Assad shook his head. “We cannot, Carl.”
Carl stood up and tucked his shirt into his trousers. What the hell was the man on about? Of course they could. Wasn’t he supposed to be the boss around here?
“Just come on, will you? And get hold of Rose. NOW!”
“The basement’s closed off,” homicide deputy Lars Bjørn butted in. “Asbestos sifting down from the pipe lagging. Health and Safety have been around and there’s nothing we can do about it.”
Assad nodded. “I’m afraid this is true, Carl. We had to bring all our stuff up here. There is not much room, but we did find a nice chair for you,” he added, as though it could ever be a comfort. “We are only us two at the moment. Rose did not fancy it, so she is off on a long weekend. She’ll be back later on today, though.”
They might just as well have kicked him in the gonads.
She had sat staring
into the candles until they burned out and darkness wrapped itself around her. It wasn’t the first time he’d left her on her own, but he’d never done it on their anniversary before.
She inhaled deeply and got to her feet. Lately, she’d given up standing by the window to wait for him, had stopped writing his name with her finger on the pane as it steamed up from her breath.
It wasn’t as if there had been no warning signs the time they first met.
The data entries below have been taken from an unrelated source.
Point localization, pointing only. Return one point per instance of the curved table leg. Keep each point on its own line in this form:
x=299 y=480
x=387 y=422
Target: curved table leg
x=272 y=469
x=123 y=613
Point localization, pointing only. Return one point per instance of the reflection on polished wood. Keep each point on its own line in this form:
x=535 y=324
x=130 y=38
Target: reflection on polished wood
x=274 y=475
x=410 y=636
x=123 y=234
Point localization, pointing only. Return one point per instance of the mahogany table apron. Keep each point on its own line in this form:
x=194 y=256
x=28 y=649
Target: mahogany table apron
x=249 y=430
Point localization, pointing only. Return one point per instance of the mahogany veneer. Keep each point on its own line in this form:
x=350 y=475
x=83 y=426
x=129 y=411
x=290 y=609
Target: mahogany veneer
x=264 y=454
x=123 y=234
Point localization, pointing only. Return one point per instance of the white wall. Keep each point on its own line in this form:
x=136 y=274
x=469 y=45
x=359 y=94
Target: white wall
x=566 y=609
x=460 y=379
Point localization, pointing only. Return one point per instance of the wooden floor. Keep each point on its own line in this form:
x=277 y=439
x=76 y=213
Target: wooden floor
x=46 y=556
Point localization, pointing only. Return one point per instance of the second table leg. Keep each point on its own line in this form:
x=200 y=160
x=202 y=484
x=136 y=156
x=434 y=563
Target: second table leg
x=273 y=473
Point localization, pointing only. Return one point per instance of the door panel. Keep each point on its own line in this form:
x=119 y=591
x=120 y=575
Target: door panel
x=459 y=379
Her best friend had had her doubts, and her mother had told her straight out. He was too old for her. There was something shifty about him. A man you couldn’t trust. A man you couldn’t fathom.
So now she hadn’t seen her friend or her mother for a very long time. And for that reason her desperation increased while her need for human contact was greater than ever. Who could she talk to? There was no one there.